Someone encouraged him to change the world

Five years ago as I neared the completion of my master’s degree in applied statistics, one of my mentors (Dr. Louise Lawson) told me that it would be a travesty for me to sit behind a computer analyzing data for the rest of my life since I really had a passion for people and leadership. When Dr. Lawson said, “I continue to believe that you belong in Health Education…I expect you to change the world. You go do that, or come back and apologize to me for not living up to your amazing potential.” I did not take her words lightly and have not stopped purposely living my life the way she encouraged me to. 
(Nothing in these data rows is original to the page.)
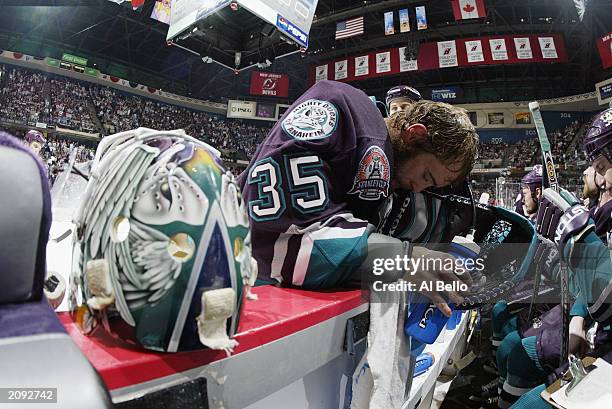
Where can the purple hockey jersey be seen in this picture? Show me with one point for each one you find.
(314, 183)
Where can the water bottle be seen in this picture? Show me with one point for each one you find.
(423, 363)
(425, 321)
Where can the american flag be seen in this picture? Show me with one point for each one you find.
(349, 28)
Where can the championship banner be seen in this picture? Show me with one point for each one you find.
(321, 73)
(547, 46)
(604, 45)
(523, 48)
(604, 91)
(474, 51)
(499, 52)
(495, 118)
(341, 70)
(405, 63)
(447, 54)
(161, 11)
(383, 62)
(389, 29)
(362, 65)
(522, 118)
(464, 52)
(404, 21)
(421, 18)
(269, 84)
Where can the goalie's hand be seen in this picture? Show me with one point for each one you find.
(562, 219)
(428, 271)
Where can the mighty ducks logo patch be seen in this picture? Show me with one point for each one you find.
(312, 119)
(373, 174)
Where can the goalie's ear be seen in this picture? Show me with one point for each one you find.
(414, 132)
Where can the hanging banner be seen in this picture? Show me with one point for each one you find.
(321, 73)
(446, 94)
(161, 11)
(383, 62)
(604, 91)
(523, 48)
(604, 45)
(522, 118)
(432, 55)
(421, 18)
(405, 63)
(389, 29)
(474, 51)
(495, 118)
(404, 21)
(499, 52)
(341, 70)
(547, 46)
(362, 65)
(269, 84)
(74, 59)
(447, 54)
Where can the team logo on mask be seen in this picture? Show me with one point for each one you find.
(312, 119)
(373, 174)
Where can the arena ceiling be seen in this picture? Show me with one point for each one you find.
(131, 45)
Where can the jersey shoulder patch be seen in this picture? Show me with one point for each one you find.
(373, 175)
(312, 119)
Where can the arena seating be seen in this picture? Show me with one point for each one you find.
(28, 97)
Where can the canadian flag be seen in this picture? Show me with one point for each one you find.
(466, 9)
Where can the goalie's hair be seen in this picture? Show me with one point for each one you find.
(451, 136)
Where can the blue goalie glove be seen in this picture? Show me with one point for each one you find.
(563, 220)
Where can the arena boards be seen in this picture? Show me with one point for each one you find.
(286, 336)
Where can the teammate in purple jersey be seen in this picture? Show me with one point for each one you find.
(584, 237)
(315, 183)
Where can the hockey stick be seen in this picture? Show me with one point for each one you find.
(550, 181)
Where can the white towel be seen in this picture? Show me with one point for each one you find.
(383, 374)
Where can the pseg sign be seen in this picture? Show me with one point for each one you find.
(241, 109)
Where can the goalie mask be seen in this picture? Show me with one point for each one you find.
(35, 140)
(533, 179)
(162, 249)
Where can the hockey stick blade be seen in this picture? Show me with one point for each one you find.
(550, 180)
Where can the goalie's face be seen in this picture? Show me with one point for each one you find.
(400, 104)
(421, 171)
(531, 199)
(603, 167)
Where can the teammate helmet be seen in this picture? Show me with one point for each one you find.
(402, 91)
(533, 179)
(35, 136)
(162, 248)
(598, 138)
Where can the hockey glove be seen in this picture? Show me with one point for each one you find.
(563, 220)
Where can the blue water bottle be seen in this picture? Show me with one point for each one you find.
(423, 362)
(425, 321)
Feeling at home as an APHA member

When I first entered the field of public health and was afforded the invaluable opportunity to attend APHA in Denver the first semester of my doctoral program, I was blown away by the information available at this conference. With nearly 13,000 people in attendance that year, I felt like a small fish in a big pond. Yet, when I fast forward to this past November in New Orleans where I delivered two oral presentations, I honestly felt at home and was amazed at how I saw someone I knew every 15 minutes in the convention center and at local restaurants.

Lyobov Slashcheva

Lyubov SlashchevaLYUBOV SLASHCHEVA

Increasing oral health literacy

Piloting a service-learning initiative with a student group within the dental school, we engage students in their pre-clinical years in community service with reflection on the social determinants of oral health while the community's oral health literacy is increased. We hope such opportunities continue and are eventually incorporated into the dental curriculum.

Partnering with the Virginia Dental Association Long-Term Care Facility Access to Care Work Group, I have investigated oral health needs in older adults residing in long-term care settings across the commonwealth through partnerships with long-term care organizations. As the VDA completes its prevention-focused pilot intervention in three long-term care facilities, I hope to offer both quantitative and descriptive data to guide implementation of pilot outcomes and recommendations.
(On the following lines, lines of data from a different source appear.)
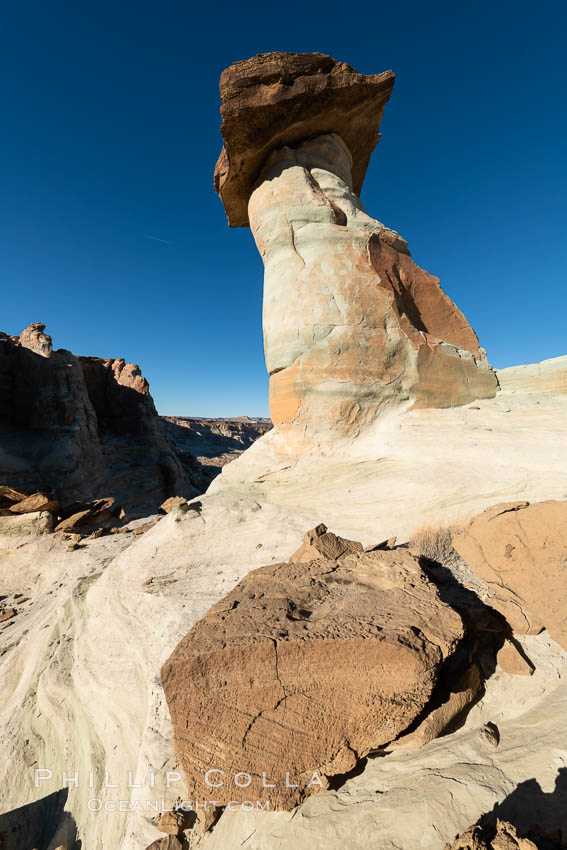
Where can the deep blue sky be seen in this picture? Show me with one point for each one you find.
(110, 135)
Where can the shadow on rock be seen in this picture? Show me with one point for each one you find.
(536, 815)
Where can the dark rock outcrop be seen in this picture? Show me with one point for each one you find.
(81, 427)
(278, 99)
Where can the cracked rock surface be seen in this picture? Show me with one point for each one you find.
(520, 551)
(303, 669)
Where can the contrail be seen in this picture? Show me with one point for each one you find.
(157, 239)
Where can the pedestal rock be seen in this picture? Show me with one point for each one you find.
(352, 325)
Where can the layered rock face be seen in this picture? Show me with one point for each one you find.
(548, 377)
(351, 324)
(81, 426)
(304, 668)
(520, 551)
(49, 428)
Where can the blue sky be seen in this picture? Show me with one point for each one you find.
(111, 232)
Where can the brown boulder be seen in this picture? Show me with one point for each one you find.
(9, 496)
(173, 823)
(34, 338)
(172, 502)
(321, 543)
(278, 99)
(302, 670)
(36, 502)
(95, 512)
(520, 551)
(169, 842)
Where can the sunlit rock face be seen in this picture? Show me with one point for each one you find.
(352, 325)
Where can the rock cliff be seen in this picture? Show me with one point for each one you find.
(81, 427)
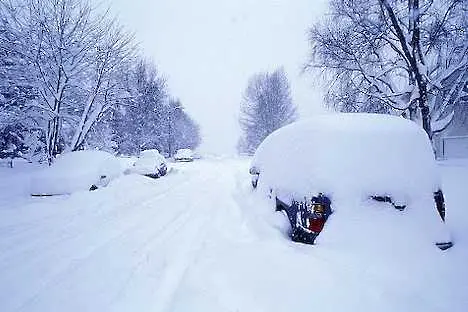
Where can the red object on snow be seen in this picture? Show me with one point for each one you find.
(316, 225)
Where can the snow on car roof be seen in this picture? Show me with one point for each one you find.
(338, 154)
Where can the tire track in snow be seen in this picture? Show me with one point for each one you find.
(168, 228)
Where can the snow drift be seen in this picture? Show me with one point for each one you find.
(76, 171)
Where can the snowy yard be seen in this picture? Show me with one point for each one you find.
(199, 239)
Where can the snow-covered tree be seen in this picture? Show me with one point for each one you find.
(68, 53)
(266, 106)
(392, 56)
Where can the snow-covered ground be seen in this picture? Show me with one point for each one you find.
(199, 239)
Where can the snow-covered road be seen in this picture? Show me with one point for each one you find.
(195, 240)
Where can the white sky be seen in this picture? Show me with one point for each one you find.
(207, 49)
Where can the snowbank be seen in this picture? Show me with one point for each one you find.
(76, 171)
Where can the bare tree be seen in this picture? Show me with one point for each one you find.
(266, 106)
(393, 56)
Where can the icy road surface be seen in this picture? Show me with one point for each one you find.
(200, 240)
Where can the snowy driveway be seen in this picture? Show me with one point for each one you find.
(196, 240)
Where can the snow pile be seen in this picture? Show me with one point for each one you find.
(76, 171)
(149, 162)
(350, 157)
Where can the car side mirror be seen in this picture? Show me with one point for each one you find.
(254, 170)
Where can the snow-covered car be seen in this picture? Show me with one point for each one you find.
(184, 154)
(76, 171)
(341, 168)
(150, 163)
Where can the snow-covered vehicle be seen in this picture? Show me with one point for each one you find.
(184, 155)
(354, 165)
(150, 163)
(76, 171)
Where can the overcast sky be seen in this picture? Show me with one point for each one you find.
(207, 50)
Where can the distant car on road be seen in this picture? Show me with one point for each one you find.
(150, 163)
(184, 155)
(342, 166)
(76, 171)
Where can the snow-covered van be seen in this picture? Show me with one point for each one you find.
(354, 176)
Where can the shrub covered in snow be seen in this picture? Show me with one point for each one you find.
(76, 171)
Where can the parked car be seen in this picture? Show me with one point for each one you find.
(184, 155)
(338, 165)
(76, 171)
(150, 163)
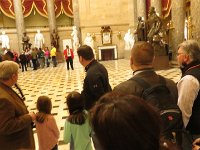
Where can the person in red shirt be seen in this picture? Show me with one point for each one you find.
(69, 56)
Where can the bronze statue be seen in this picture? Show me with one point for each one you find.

A clinician at heart who's empowered to make a difference

I am very fortunate to have received the National Health Service Corps Scholarship to pursue my dental training in exchange for four years of practice in an underserved area. Already belonging to such a vibrant network of providers who are seeking to meet our nation's primary health care needs, I have been empowered to seek out opportunities to develop my interest and skills in public health work. Though I may be a clinician at heart, the depth and breadth of impact that public health has on each of my individual patients inspires me to build my dental career in a public health perspective.
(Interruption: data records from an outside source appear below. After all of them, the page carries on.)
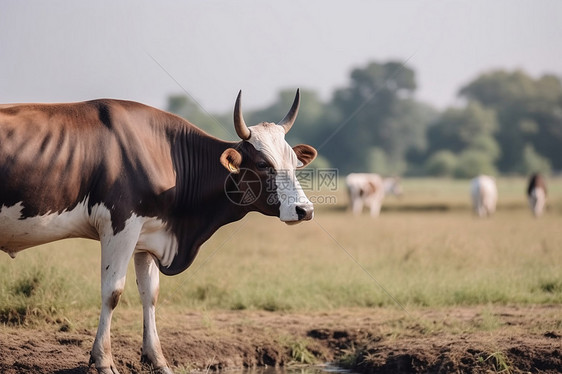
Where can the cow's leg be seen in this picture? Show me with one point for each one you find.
(375, 207)
(148, 285)
(357, 205)
(116, 252)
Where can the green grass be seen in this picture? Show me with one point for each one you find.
(410, 255)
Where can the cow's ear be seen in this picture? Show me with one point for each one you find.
(305, 154)
(231, 159)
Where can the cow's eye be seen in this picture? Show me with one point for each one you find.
(262, 165)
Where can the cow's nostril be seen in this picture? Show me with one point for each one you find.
(304, 213)
(301, 213)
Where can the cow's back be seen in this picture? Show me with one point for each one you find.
(60, 158)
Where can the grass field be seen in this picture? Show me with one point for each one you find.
(425, 250)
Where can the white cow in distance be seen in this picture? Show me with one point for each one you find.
(484, 195)
(536, 193)
(369, 190)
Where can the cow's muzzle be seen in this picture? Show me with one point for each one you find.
(305, 212)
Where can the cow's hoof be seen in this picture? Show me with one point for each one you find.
(107, 370)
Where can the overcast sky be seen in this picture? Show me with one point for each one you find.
(54, 51)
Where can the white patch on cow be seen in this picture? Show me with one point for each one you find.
(484, 195)
(537, 201)
(365, 190)
(269, 139)
(17, 234)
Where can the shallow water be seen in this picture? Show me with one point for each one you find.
(307, 369)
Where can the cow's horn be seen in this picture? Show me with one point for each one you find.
(239, 124)
(289, 119)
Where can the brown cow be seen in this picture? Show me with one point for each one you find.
(143, 182)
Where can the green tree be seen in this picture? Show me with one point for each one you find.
(529, 111)
(472, 162)
(458, 129)
(532, 162)
(375, 110)
(441, 164)
(218, 125)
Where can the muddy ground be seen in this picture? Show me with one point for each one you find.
(467, 340)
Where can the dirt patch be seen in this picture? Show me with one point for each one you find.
(468, 340)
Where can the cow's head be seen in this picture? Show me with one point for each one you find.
(263, 166)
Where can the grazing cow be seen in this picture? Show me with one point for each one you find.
(145, 183)
(536, 193)
(370, 190)
(484, 195)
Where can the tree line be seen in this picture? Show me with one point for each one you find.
(508, 123)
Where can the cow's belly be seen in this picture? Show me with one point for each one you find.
(158, 240)
(17, 234)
Being excited all over again by fellow APHA members

It was just about two years ago that I received notice of my first-ever poster abstract acceptance to a professional organization: APHA. By the end of the 2013 Annual Meeting in Boston, I knew that I had found my vocational family of 13,000 siblings in that convention center, inspiring and encouraging me to continue my commitment to public health. Staying engaged with passionate individuals in several Sections throughout the year in various initiatives has made the reunions at Annual Meetings even more meaningful and has helped me understand that the strength of a monumental organization like APHA comes from each individual Section engaging its members effectively. When my clinical colleagues aren't quite as excited about my public health-oriented initiatives, I know I can refocus and be animated by all the resources I have access to when engaging as an APHA member, returning to my local context to continue the long-term sustainable investments that public health work entails.